I have a couple of fairly general (sets of) questions or issues I’ve been mulling over. I will try to post as separate topics to make the forum easier to search. Here is the first one:
I have recently been running
qiime diversity beta-group-significance (using both permanova and anosim methods) on a dataset and have been thinking about how to decide whether a given category is ‘important’ or has enough explanatory power to be discussed.
I also came across this thread on the Qiime 1 forum which discussed the difference between adonis and permanova tests, both of which were included in the equivalent command in Qiime 1 (
group_significance.py). At the time @jairideout confirmed that the two tests are very similar but that adonis was preferred in Qiime 1 because:
Adonis is a more robust version of PERMANOVA because it can handle numeric variables (i.e. mapping file categories/columns) in addition to categorical variables. I’ve also found that Adonis results are easier to interpret because an R^2 value is given as part of the output, whereas with PERMANOVA you only get a pseudo-F statistic.
These are my questions:
I don’t have a lot of experience in statistics so I feel pretty out of my depth and I’m not sure I really understand the difference between pseudo-F and R-squared that Jai referenced in the linked thread. My understanding is that R-squared in adonis corresponded to the percentage of variation in the distance matrix explained by the variable, and that pseudo-F is something else, but I’m not sure what … so I’m not sure how to interpret my pseudo-F statistic results. Is the pseudo-F a measure of the difference in variance between the groups? If so, I agree that that does seem less useful for interpretation than the R-squared value. Can we calculate the R-squared value ourselves, maybe, or could anyone explain the value of the information contained in the pseudo-F statistic to help me better interpret my data?
Why, given the advantages mentioned in the linked thread, was adonis dropped in favour of permanova in Qiime 2?

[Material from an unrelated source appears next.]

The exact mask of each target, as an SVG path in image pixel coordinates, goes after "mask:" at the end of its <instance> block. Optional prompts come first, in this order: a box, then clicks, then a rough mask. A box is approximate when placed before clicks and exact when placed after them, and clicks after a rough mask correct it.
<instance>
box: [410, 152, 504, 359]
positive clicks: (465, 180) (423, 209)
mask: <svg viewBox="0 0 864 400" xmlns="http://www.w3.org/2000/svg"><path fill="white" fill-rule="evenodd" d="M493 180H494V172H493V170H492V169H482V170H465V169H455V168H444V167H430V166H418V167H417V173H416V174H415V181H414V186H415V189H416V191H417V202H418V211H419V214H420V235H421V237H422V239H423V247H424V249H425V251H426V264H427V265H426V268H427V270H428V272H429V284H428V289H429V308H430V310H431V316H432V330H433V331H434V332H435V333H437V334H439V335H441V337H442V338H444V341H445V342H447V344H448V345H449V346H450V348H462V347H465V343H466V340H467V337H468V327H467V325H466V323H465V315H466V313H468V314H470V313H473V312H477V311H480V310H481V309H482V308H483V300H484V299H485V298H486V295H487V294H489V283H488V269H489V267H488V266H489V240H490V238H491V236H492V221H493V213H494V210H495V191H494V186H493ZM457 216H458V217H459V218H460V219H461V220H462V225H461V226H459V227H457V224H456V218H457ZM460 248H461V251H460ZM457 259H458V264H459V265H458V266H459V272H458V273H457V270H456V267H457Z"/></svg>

Are we, as a community, any closer to having a consensus on what constitutes a large enough effect size to consider a variable potentially important in influencing community composition? For example, I work on oral microbiomes (dental plaque and calculus samples), and with the adonis test in Qiime 1 I would usually treat a variable that explained 5% or more of the variation as potentially interesting, because we rarely got any variables explaining more than 20-odd percent of variation. Would love to know how others are approaching this in Qiime 2. I’m waiting till I understand the pseudo-F statistic better to decide!
Sorry for long post and questions! I’ve been thinking about these things a lot and I hope that any answers might be helpful to other users as well.